Carbon credit company Salubris has revealed a deal with traditional owners in the Goldfields to generate carbon credits and secure land tenure.
Salubris said it had has partnered with the Marlinyu Ghoorlie peoples in an exclusive agreement on carbon and biodiversity that sought to create long term generational wealth for the traditional owners by through land access, along with the development of large scale management of fire and pests.
Established by Argonaut founder Eddie Rigg and his colleague Peter Balsarini, Salubris intends to generate and sell Australian Carbon Credit Units (ACCUs) to emitters seeking offsets.
The company said partnership would utilise the newly established diversification lease framework developed by the state government.
It said under the agreement new leases will be applied for and held in the name of the MG people, creating large tracts of land entirely controlled by MG.
While markedly different from the initial deal Salubris struck, acquiring a pastoral station which it has largely destocked, both have the objective of securing land tenure for at least 25 years and then protecting vegetation as a form of abatement which earns carbon credits.
Salubris spokesman Brendon Grylls, the former Nationals WA leader and state cabinet minister who is a director of Salubris subsidiary Emissions Abatement Solutions (WA), said it made sense to work with traditional owners to develop better land management techniques.
Salubris said the MG claim area encompasses part of the highly biodiverse Great Western Woodlands.
“The projects will include the minimisation and management of wildfire, with a focus on the protection of old growth eucalypt forest, the regeneration of former pastoral land through the management of wild cattle and other feral animals, and the maximising biodiversity and caring for country through the establishment of a MG ranger and land management program,” the company said.

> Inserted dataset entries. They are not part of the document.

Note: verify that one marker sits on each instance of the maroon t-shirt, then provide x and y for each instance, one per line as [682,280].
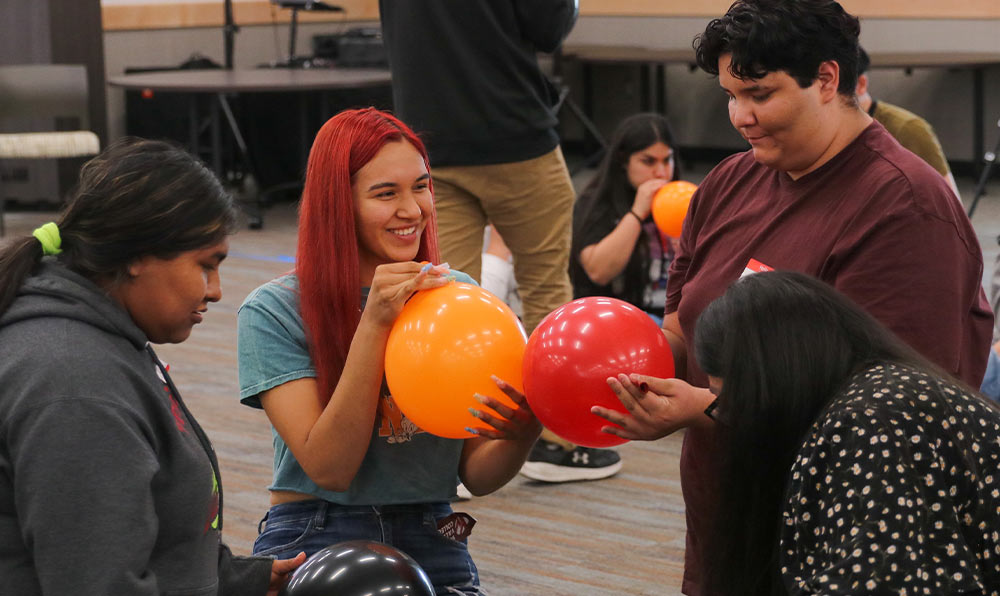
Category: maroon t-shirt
[876,222]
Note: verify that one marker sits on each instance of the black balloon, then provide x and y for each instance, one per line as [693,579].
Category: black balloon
[358,568]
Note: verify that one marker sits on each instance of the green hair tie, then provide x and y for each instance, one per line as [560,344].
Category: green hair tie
[48,235]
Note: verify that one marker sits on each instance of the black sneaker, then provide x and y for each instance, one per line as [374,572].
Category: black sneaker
[550,462]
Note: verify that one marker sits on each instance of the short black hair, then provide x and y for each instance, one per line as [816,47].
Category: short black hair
[794,36]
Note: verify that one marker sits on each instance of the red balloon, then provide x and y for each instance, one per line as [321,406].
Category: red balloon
[575,349]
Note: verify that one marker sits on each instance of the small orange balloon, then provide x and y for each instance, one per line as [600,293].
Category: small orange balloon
[670,205]
[443,348]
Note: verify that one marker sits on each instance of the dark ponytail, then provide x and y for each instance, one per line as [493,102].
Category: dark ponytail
[137,198]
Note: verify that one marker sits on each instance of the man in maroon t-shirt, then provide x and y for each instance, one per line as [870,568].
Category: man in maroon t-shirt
[823,190]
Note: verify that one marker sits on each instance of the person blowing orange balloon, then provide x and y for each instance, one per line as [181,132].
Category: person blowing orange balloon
[614,244]
[348,464]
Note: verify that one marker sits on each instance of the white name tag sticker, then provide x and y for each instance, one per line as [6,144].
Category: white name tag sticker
[754,266]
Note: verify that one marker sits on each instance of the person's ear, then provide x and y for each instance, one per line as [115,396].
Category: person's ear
[828,78]
[136,268]
[862,87]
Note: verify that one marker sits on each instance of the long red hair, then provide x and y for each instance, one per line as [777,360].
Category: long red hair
[327,258]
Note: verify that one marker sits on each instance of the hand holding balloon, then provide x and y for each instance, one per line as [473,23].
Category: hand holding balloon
[571,354]
[393,285]
[656,407]
[442,350]
[515,423]
[280,569]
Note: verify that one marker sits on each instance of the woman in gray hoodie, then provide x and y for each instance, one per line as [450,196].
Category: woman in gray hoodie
[108,485]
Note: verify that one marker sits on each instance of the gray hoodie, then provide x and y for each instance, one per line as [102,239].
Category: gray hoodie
[107,483]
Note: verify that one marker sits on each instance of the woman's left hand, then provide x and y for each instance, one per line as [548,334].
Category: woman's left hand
[280,569]
[656,407]
[516,423]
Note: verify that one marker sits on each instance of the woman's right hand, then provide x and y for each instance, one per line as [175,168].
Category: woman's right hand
[394,283]
[643,203]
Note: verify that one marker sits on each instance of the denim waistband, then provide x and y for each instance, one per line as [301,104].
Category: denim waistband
[319,509]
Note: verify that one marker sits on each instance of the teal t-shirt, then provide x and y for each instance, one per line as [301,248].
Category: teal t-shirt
[403,464]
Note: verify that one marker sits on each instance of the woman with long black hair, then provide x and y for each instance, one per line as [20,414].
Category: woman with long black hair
[851,464]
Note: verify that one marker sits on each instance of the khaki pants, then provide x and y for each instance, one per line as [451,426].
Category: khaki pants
[530,203]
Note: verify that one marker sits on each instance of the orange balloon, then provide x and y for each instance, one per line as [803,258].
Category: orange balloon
[443,348]
[670,205]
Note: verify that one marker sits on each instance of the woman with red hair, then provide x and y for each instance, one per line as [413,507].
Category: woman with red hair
[347,464]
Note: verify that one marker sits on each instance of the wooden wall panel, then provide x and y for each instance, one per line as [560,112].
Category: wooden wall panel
[169,15]
[179,14]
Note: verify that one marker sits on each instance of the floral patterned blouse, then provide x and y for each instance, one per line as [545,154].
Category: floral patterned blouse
[896,490]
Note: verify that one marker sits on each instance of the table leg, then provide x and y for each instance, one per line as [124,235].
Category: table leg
[978,118]
[250,180]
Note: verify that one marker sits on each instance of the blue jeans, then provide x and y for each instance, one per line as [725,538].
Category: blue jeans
[991,381]
[310,526]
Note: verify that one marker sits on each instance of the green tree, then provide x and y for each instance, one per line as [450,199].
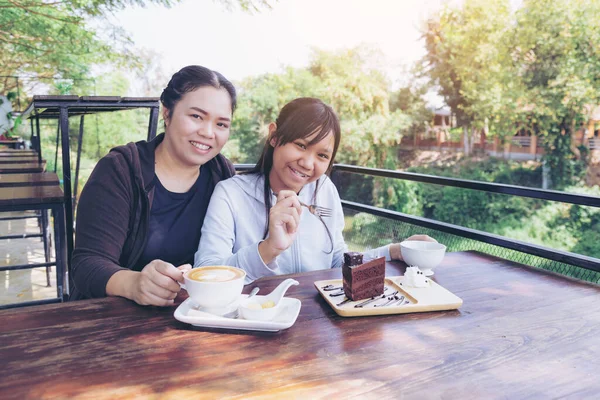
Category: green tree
[60,39]
[468,58]
[557,50]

Beyond this deal, the company was in the process of securing as much as 1 million additional hectares of pastoral leases, on top of the 200,000ha Gindalbie station, 60km north-east of Kalgoorlie on the edge of the Great Western Woodlands, which it acquired for $6.75 million.
Salubris is also expecting to go to capital markets to raise $25 million, adding to $10 million already raised, having decided to tap ESG-focused funds for its unique product rather than an initial public offering which had been proposed for around this time.